Antipsychotic drug use is five times greater in Medicaid-insured children than in those who are privately insured. To address concerns about inappropriate prescribing of these drugs, 31 states have implemented prior authorization policies for so-called atypical pediatric prescriptions of antipsychotic drugs, a new study finds.

Over the past several years, antipsychotics entered the ranks of the most commonly prescribed drugs for both adults and kids. In children and teens, these medications are approved by the Food and Drug Administration to treat autistic disorders (ages 5 through 16), Tourette syndrome and bipolar mania (ages 10 through 17), and schizophrenia (ages 13 through 17). However, the increasing use of these drugs means doctors now prescribe them for a broader range of conditions. A study published in 2012 says more than a third (37.8 percent) of all antipsychotics prescribed to children treat attention-deficit/hyperactivity disorder (ADHD) and other disruptive disorders — conditions not indicated by the FDA for these drugs. In fact, researchers estimate antipsychotic prescribing (mostly "atypical" prescribing) to have increased from 0.16 percent in 1993-1998 to 1.07 percent in 2005-2009.

Because their bodies are more sensitive, children and teens may be more vulnerable to diabetes, weight gain, and other potentially dangerous cardio-metabolic side effects of these drugs. And so government reports have begun to suggest improvements to the Medicaid policies surrounding pediatric drug-prescribing. (Medicaid provides health coverage to nearly 60 million low-income people in the United States.) “Such efforts include telephone access lines through which prescribers can consult with psychiatrists, letters to prescribers, and, recently, age-restricted prior authorization policies,” wrote the authors in their published research letter.  

Medicaid Policy Changes

Mostly within the past five years, then, a total of 31 state Medicaid agencies have implemented prior authorization policies for so-called "atypical" antipsychotic prescribing to children. (Prior authorization policies require doctors to review preset guidelines before prescribing the specified drugs.) While most of the 31 states apply their policies to Medicaid-insured children who are under 7 years old, seven states (Alabama, Kentucky, Maryland, Nevada, North Carolina, Pennsylvania, and Tennessee) apply their policies to teens up to age 18. Seven other states (California, Colorado, Georgia, Mississippi, Nebraska, New York, and Washington) have age-restriction criteria that vary by drug class. Of the 31 states that have implemented some policy change, 15 incorporate a peer review process involving, usually, a psychiatrist or other physician specialty.

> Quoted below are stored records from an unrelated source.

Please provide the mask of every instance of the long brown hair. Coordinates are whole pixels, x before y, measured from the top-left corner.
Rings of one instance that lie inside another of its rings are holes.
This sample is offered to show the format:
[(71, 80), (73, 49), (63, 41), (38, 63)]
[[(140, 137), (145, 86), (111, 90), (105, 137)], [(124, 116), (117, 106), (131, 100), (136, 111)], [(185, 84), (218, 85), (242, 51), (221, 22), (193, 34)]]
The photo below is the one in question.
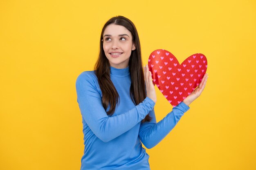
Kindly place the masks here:
[[(117, 16), (110, 18), (103, 26), (100, 40), (100, 51), (98, 60), (94, 66), (95, 73), (98, 77), (100, 87), (102, 92), (102, 104), (105, 110), (109, 104), (109, 110), (107, 112), (111, 115), (115, 112), (116, 105), (120, 102), (120, 98), (110, 77), (110, 64), (103, 49), (103, 33), (108, 25), (114, 24), (126, 27), (131, 33), (132, 41), (136, 49), (132, 51), (129, 61), (131, 84), (130, 89), (130, 97), (136, 105), (141, 102), (146, 97), (144, 75), (140, 48), (140, 43), (137, 30), (130, 20), (122, 16)], [(150, 121), (148, 115), (142, 120)]]

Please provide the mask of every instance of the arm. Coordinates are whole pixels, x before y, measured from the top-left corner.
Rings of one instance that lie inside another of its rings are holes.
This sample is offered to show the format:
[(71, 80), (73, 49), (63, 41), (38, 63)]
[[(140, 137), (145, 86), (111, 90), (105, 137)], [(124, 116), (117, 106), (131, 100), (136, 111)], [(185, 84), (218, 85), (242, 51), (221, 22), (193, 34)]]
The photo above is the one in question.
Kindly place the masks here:
[(91, 75), (83, 72), (76, 82), (77, 102), (81, 113), (93, 133), (107, 142), (133, 127), (143, 119), (155, 106), (148, 97), (132, 109), (109, 117), (102, 104), (101, 97)]
[(162, 120), (156, 123), (154, 110), (149, 112), (152, 118), (148, 122), (141, 123), (139, 128), (139, 139), (147, 148), (153, 148), (165, 137), (177, 124), (189, 107), (182, 102), (173, 108)]

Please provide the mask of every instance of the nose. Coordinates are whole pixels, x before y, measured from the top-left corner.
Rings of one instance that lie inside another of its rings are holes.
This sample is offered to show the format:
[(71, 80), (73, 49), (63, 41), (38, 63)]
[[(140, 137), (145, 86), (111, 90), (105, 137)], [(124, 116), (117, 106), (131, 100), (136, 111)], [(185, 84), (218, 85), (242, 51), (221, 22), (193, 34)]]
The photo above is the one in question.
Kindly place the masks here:
[(112, 44), (112, 49), (118, 49), (119, 48), (119, 45), (117, 41), (113, 41)]

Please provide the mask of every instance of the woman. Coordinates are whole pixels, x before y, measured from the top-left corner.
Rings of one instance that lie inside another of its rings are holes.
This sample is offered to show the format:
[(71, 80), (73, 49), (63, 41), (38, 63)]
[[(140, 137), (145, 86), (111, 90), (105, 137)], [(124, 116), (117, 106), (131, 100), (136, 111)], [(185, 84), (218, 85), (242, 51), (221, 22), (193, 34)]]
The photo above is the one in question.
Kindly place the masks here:
[(201, 94), (207, 75), (157, 123), (151, 74), (147, 65), (142, 67), (135, 25), (121, 16), (104, 26), (94, 68), (81, 73), (76, 83), (84, 135), (81, 170), (150, 170), (141, 142), (153, 148), (169, 132)]

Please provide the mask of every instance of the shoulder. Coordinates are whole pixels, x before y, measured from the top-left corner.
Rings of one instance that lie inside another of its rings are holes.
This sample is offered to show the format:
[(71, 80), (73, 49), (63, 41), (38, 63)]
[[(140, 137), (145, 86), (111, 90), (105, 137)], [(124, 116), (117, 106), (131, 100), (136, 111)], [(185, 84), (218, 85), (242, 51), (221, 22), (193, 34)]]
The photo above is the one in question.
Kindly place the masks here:
[(98, 78), (94, 71), (85, 71), (79, 74), (76, 78), (76, 86), (91, 85), (97, 86)]

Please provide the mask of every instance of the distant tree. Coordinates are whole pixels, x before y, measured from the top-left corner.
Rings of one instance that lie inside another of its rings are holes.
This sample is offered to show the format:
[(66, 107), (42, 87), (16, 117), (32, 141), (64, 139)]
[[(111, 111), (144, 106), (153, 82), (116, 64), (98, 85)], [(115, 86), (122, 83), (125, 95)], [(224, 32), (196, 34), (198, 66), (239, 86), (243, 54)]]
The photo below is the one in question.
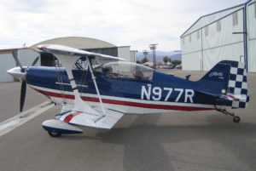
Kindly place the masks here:
[(181, 60), (172, 60), (172, 63), (175, 66), (180, 65), (181, 64)]
[(167, 62), (169, 61), (168, 56), (165, 56), (165, 57), (163, 58), (163, 61), (165, 62), (165, 64), (166, 64), (166, 66)]
[(143, 58), (142, 60), (141, 60), (141, 64), (144, 64), (146, 62), (148, 62), (148, 60), (147, 58)]

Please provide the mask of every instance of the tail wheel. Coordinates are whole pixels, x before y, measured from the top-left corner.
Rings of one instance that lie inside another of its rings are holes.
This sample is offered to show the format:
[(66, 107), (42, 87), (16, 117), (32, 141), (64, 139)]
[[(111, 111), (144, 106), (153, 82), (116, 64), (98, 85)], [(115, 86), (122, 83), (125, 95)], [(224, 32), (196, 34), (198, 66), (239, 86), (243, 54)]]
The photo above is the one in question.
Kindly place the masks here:
[(56, 133), (56, 132), (48, 131), (48, 134), (51, 137), (60, 137), (60, 136), (61, 136), (61, 133)]
[(240, 122), (240, 117), (237, 117), (237, 116), (235, 116), (235, 117), (233, 117), (233, 121), (234, 121), (234, 123), (239, 123), (239, 122)]

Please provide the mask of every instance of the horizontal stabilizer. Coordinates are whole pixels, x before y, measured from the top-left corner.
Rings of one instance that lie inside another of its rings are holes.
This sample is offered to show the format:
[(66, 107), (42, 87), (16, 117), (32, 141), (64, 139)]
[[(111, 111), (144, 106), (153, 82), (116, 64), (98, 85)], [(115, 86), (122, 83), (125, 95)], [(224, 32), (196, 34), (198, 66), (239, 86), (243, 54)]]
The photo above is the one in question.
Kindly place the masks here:
[(243, 62), (222, 60), (198, 83), (198, 92), (217, 98), (217, 105), (245, 108), (249, 101), (247, 72)]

Medicaid oversight programs, the researchers believe, also should promote cardiometabolic monitoring for children taking psychiatric drugs and support access to alternative non-drug treatments. However, they also note, “Potential unintended consequences of these restrictive policies include inadequate treatment, substitution of potentially inappropriate, off-label psychotropic medication classes such as anticonvulsant mood stabilizers and antidepressants, and administrative burden on prescribers.”

Given the new antipsychotic policy changes, then, Medicaid pediatricians may stop prescribing this atypical drug and start prescribing another atypical drug for kids with serious behavior problems. Clearly, many doctors believe such children need stronger medications than those approved by the FDA.